The banks cut across several categories, including Tier 1, Tier 2 and state microfinance banks—and were spread across states such as Lagos, Kano, Abuja, Kaduna, Ogun and Rivers.
Among those affected were NowNow Digital MFB, Creditville MFB, Safegate MFB, Sycamore MFB, Gold MFB and Entrepreneur MFB.
According to the central bank, the affected institutions were found to have committed one or more serious regulatory breaches. These included failing to maintain enough assets to meet customer obligations, shutting down operations without regulatory approval, remaining inactive for prolonged periods, failing to commence business within one year of receiving a licence, or falling below the minimum capital requirements.
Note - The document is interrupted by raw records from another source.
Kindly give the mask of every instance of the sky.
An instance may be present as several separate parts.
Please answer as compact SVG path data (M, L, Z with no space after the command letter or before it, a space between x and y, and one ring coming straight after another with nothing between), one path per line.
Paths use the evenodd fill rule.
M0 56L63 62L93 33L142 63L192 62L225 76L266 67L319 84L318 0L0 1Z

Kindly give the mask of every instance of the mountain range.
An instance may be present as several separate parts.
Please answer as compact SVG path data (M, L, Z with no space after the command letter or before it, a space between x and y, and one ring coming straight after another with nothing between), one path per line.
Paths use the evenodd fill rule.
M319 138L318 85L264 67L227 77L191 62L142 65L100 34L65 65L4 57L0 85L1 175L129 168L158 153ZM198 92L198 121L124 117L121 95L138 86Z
Under Nigeria’s banking regulations, National Microfinance Banks are required to maintain a minimum paid-up capital of ₦5 billion (approximately US$3.65 million), while State Microfinance Banks must hold ₦1 billion (approximately US$729,000). Tier 1 institutions require ₦200 million (approximately US$145,800), and Tier 2 institutions must maintain at least ₦100 million (approximately US$72,900) in paid-up capital.
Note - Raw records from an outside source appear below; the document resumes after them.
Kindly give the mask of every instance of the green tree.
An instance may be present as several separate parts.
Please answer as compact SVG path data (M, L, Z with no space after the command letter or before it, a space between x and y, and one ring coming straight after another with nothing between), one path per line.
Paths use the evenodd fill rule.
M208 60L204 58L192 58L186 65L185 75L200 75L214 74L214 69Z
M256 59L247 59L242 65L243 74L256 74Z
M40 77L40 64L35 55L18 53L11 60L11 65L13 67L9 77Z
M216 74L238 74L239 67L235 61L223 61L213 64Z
While most of the affected institutions lost their licences on July 1, Goldman Microfinance Bank had already entered liquidation.
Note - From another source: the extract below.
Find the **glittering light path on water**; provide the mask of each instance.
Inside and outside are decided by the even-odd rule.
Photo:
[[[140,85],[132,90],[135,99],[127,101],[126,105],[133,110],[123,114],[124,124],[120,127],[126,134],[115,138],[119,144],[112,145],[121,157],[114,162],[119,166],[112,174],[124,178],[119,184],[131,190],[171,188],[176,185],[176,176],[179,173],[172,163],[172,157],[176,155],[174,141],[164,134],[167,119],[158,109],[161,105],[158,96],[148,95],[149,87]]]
The lender had voluntarily applied to wind up its operations after becoming critically undercapitalised. The CBN said the bank no longer had sufficient assets to cover its liabilities and had breached provisions of the Banks and Other Financial Institutions Act (BOFIA), 2020. Its licence was revoked on May 21.
The latest enforcement action signals that the CBN is tightening oversight across Nigeria’s financial sector.
Following the completion of the commercial banking recapitalisation exercise earlier this year, the regulator appears to be turning its attention to microfinance institutions, ensuring that only financially sound and compliant players remain in the market.